Ulan Bator, Mongolia—At the Great Ganden Monastery outside Ulan Bator, the people of Mongolia are searching for their past.
At the beginning of the 20th Century, more than half the male population of this landlocked country lived as monks in places like Ganden.
But then came communism. During the Soviet takeover in the 1920s, local communist leaders backed by Stalin sought to eradicate all traces of religion with a bloody purge.
The great monasteries were smashed, their content looted and their monks dispersed.
They destroyed everything, said Puravbat, one of the senior
monks at Ganden.
The sutras were burned, the monasteries closed. We have had to
start again from scratch, retranslate the sutras and rebuild the old
Puravbat showed me photographs of a recently unearthed mass grave just outside Ulan Bator.
The grave contains the grizzly remains of thousands of monks, each skull clearly showing the hole from the executioner’s bullet.
In his little hut at the rear of the monastery, 96-year-old Sereeter is one of the few remaining survivors of the communist purge.
They took away my three elder brothers and shot them. I was only
saved because I was young, he said.
They took away all our family property. We were quite a wealthy
family, but after (that) we had nothing, he said.
Outside in the main courtyard stood a group of young Mongolians, who looked more like tourists than pilgrims.
They went through the motions, spinning the prayer wheels and lighting candles, but few seemed to have much idea of what it was really all about.
Instead, many young Mongolians are looking elsewhere for spiritual inspiration.
On the other side of Ulan Bator, I visited a very different religious ceremony.
A makeshift church hall was packed with Mongolian worshippers, their eyes tight shut, their arms swaying in the air.
There was little doubt about the passion felt by these worshippers for their new foreign god.
Axel, a young missionary from Germany, was leading the service.
I felt God told me go to the East, Axel said.
One day I heard a report of Mongolia.
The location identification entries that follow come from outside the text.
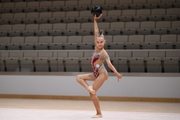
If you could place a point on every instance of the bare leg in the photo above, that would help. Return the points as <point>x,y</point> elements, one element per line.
<point>82,80</point>
<point>97,84</point>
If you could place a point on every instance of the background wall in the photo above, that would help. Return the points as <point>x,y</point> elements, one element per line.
<point>158,86</point>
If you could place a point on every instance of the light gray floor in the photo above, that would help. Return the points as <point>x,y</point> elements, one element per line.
<point>33,109</point>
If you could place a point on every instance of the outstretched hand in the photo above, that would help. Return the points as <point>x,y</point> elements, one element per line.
<point>119,76</point>
<point>96,18</point>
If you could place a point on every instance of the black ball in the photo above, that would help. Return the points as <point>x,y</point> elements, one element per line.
<point>96,10</point>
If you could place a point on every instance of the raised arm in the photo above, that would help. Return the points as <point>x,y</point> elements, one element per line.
<point>96,29</point>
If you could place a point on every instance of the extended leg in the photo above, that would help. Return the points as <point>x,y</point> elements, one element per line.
<point>97,84</point>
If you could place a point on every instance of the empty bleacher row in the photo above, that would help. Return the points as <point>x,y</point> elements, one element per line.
<point>162,61</point>
<point>169,41</point>
<point>169,14</point>
<point>110,28</point>
<point>72,5</point>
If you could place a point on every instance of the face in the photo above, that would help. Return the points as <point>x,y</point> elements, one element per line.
<point>100,41</point>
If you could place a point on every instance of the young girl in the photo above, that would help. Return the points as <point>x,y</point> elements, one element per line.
<point>100,73</point>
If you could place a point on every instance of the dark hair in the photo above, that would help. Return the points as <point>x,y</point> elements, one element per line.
<point>100,34</point>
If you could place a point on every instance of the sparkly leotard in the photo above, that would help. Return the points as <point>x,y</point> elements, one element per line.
<point>97,68</point>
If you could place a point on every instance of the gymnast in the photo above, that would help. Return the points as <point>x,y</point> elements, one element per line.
<point>99,74</point>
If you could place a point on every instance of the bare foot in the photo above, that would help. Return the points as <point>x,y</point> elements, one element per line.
<point>97,116</point>
<point>90,89</point>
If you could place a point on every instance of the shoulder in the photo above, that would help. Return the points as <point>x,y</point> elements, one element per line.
<point>105,54</point>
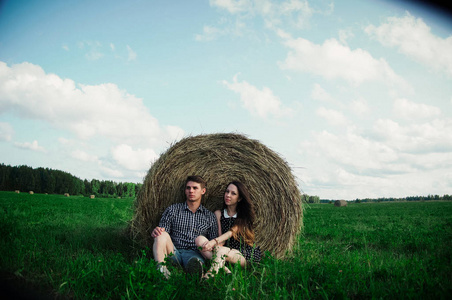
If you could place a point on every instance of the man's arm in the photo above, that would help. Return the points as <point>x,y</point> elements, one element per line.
<point>164,224</point>
<point>157,231</point>
<point>213,230</point>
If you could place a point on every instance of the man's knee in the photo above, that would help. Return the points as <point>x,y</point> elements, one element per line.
<point>162,240</point>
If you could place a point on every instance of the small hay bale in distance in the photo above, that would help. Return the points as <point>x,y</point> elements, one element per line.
<point>340,203</point>
<point>219,159</point>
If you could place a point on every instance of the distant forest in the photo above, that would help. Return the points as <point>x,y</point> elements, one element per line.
<point>410,198</point>
<point>45,180</point>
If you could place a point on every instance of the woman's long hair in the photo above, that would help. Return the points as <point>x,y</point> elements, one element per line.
<point>243,225</point>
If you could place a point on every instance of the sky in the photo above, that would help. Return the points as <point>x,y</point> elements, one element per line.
<point>355,95</point>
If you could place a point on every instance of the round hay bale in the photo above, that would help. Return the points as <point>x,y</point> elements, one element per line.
<point>340,203</point>
<point>219,159</point>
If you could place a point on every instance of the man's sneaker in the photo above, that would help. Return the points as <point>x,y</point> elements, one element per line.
<point>194,266</point>
<point>164,270</point>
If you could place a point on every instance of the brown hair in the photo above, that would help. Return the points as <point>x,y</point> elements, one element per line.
<point>243,226</point>
<point>197,179</point>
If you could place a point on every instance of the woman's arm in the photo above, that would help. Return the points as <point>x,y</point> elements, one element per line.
<point>210,245</point>
<point>218,215</point>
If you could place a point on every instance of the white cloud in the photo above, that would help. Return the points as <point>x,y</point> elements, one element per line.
<point>209,33</point>
<point>333,117</point>
<point>34,146</point>
<point>388,160</point>
<point>414,111</point>
<point>6,132</point>
<point>294,13</point>
<point>131,54</point>
<point>318,93</point>
<point>333,60</point>
<point>345,35</point>
<point>359,107</point>
<point>88,111</point>
<point>232,6</point>
<point>136,160</point>
<point>413,38</point>
<point>93,49</point>
<point>84,156</point>
<point>262,103</point>
<point>430,137</point>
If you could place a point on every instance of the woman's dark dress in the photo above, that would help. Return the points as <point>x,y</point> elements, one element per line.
<point>250,253</point>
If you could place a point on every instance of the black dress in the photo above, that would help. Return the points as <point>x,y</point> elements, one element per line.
<point>250,253</point>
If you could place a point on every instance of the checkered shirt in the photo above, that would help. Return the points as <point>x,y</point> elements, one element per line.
<point>184,226</point>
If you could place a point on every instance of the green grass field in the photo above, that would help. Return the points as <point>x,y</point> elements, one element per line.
<point>76,247</point>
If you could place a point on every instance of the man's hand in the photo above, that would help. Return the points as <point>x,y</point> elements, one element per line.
<point>209,246</point>
<point>157,231</point>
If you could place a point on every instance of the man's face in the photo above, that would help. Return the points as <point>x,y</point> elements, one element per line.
<point>193,191</point>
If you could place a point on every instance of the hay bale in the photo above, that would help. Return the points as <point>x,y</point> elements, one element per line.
<point>340,203</point>
<point>219,159</point>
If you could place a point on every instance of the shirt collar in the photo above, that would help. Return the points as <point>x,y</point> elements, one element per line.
<point>225,214</point>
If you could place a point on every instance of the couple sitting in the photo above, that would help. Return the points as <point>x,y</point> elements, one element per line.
<point>223,236</point>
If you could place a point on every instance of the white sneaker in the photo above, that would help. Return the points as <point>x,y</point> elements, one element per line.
<point>194,266</point>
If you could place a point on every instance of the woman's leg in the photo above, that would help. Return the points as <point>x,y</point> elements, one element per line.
<point>235,256</point>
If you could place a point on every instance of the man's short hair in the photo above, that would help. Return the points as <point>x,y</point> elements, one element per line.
<point>197,179</point>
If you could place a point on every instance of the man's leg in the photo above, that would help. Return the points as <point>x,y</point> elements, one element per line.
<point>162,247</point>
<point>193,261</point>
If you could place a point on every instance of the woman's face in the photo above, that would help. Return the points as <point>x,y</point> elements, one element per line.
<point>231,195</point>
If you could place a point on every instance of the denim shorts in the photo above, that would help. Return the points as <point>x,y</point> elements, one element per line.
<point>182,256</point>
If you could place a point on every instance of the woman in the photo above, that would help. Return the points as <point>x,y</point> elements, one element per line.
<point>235,243</point>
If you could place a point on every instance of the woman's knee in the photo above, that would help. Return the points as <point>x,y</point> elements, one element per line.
<point>200,241</point>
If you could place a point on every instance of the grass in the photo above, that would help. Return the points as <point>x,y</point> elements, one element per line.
<point>77,248</point>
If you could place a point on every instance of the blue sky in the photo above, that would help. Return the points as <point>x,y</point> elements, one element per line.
<point>355,95</point>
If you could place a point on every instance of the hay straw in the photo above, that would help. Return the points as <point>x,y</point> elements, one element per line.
<point>219,159</point>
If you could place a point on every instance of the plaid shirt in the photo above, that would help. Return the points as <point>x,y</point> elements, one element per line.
<point>184,226</point>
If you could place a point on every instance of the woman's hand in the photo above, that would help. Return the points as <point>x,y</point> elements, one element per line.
<point>209,246</point>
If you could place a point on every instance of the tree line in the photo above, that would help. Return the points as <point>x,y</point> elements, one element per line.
<point>45,180</point>
<point>445,197</point>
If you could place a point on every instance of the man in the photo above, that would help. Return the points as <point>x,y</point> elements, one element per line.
<point>179,226</point>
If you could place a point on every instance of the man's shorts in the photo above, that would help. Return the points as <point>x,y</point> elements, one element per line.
<point>181,256</point>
I didn’t know where to
look, but somehow I had this click in my heart, he said.
As I went there the first time, in 1992, it just touched my
heart. I felt so touched and felt the confirmation in my spirit (that)
this is the place.
The converts are young, drawn to Christianity by its powerful evangelical message.
Many are also escaping deeply troubled pasts.
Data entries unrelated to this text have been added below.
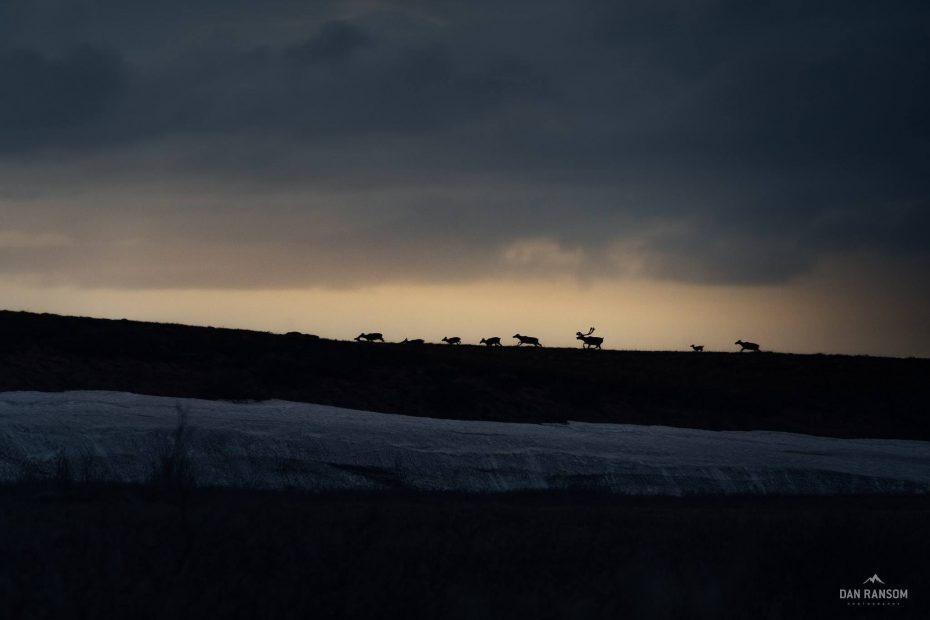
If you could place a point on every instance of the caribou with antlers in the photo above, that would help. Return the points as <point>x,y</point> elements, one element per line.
<point>588,341</point>
<point>527,340</point>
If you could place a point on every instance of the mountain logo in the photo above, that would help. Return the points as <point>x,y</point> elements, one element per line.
<point>871,595</point>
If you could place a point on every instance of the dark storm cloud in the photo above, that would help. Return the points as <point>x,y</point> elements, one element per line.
<point>43,98</point>
<point>717,141</point>
<point>336,39</point>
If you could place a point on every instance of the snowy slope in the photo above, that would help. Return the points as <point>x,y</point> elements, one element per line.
<point>275,444</point>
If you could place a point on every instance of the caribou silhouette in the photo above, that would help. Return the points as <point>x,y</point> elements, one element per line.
<point>588,341</point>
<point>527,340</point>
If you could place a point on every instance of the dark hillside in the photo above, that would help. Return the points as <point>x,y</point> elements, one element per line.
<point>832,395</point>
Seventeen-year-old Solongo is a case in point. She ended up on the streets after repeated beatings from her alcoholic father.
I was on the streets for four years, she said.
I did lots of
bad things, I got drunk, I smoked and lots of other bad things.
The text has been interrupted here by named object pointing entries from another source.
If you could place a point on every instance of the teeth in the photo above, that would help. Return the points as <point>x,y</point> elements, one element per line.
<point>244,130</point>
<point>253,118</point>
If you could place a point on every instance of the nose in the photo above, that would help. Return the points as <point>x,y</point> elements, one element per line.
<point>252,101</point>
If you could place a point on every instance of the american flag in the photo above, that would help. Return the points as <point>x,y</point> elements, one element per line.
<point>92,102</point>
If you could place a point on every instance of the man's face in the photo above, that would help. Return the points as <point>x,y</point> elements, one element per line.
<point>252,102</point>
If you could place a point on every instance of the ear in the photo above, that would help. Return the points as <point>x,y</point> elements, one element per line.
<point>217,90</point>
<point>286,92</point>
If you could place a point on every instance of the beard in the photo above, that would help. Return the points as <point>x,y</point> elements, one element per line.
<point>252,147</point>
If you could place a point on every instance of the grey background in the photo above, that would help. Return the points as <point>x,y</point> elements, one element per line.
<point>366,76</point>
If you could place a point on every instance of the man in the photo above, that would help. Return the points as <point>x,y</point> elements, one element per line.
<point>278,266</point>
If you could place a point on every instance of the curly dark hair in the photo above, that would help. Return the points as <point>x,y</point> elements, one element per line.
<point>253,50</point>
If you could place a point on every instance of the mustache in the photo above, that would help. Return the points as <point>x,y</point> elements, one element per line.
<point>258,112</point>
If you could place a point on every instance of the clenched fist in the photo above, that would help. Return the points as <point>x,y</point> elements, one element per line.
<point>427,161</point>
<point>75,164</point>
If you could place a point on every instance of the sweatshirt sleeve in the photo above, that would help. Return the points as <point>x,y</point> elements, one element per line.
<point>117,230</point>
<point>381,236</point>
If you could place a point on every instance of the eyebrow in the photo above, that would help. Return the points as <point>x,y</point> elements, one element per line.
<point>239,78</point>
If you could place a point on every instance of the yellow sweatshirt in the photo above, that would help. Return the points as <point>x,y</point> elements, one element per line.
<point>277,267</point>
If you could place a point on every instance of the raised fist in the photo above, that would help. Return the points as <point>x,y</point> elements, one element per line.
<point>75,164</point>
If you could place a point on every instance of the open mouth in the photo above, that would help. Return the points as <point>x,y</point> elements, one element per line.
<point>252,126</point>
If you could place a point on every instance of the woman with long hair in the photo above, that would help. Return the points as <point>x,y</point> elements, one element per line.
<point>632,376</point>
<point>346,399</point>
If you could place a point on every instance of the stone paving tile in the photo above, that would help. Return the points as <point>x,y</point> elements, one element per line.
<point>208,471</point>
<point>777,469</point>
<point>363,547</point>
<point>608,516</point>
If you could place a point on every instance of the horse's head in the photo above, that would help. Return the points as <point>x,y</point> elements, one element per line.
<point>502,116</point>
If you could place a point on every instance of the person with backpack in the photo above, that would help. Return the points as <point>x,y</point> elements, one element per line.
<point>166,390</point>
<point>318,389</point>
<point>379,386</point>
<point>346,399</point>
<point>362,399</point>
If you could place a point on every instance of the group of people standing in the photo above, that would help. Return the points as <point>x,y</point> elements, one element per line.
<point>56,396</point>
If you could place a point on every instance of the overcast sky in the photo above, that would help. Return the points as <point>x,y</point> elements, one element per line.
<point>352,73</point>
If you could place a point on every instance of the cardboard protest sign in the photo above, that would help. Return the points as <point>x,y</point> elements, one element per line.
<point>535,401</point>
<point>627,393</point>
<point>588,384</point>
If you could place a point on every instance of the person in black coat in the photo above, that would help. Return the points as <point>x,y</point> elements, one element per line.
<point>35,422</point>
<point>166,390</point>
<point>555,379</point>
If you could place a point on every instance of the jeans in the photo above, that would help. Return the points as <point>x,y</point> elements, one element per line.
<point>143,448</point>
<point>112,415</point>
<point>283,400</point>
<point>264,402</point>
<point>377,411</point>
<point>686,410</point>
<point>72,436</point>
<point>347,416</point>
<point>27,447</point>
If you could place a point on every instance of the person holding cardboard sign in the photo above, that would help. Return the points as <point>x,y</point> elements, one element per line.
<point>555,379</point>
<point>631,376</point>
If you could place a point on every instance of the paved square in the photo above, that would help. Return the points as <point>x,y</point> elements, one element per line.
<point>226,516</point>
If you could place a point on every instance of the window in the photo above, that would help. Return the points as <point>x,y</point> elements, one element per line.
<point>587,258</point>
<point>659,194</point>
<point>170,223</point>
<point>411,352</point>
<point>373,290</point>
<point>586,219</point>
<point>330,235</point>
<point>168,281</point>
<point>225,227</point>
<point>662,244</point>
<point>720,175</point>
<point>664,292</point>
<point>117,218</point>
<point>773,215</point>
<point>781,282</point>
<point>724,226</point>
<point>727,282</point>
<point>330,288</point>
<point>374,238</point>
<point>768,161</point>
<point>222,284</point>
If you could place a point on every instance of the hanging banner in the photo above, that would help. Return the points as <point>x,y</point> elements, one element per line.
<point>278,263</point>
Then two years ago I came to this church. It changed me, I stopped
doing those bad things. Jesus has changed my life.
Christian groups are proliferating so fast that they now outnumber official Buddhist organisations.
But to Mongolia’s conservative Buddhist elite, such rapid growth is deeply troubling.
Some Christian groups now accuse the government of orchestrating a campaign to prevent them gaining new converts.
It is a charge which Mongolia’s devoutly Buddhist Prime Minister Enkbayar strongly denies.
But he did acknowledge concern about the arrival of these new foreign religious groups in his once Buddhist country.
Religious differences are very difficult to solve, because all
religions express themselves in terms of ultimate truth, he said.
These young Mongolians have found their truth, and it lies in a new foreign god.
The question facing the country now is whether traditional Buddhism, in its critically weakened state, will withstand the foreign onslaught—or whether Christianity will peacefully succeed where communism so brutally failed.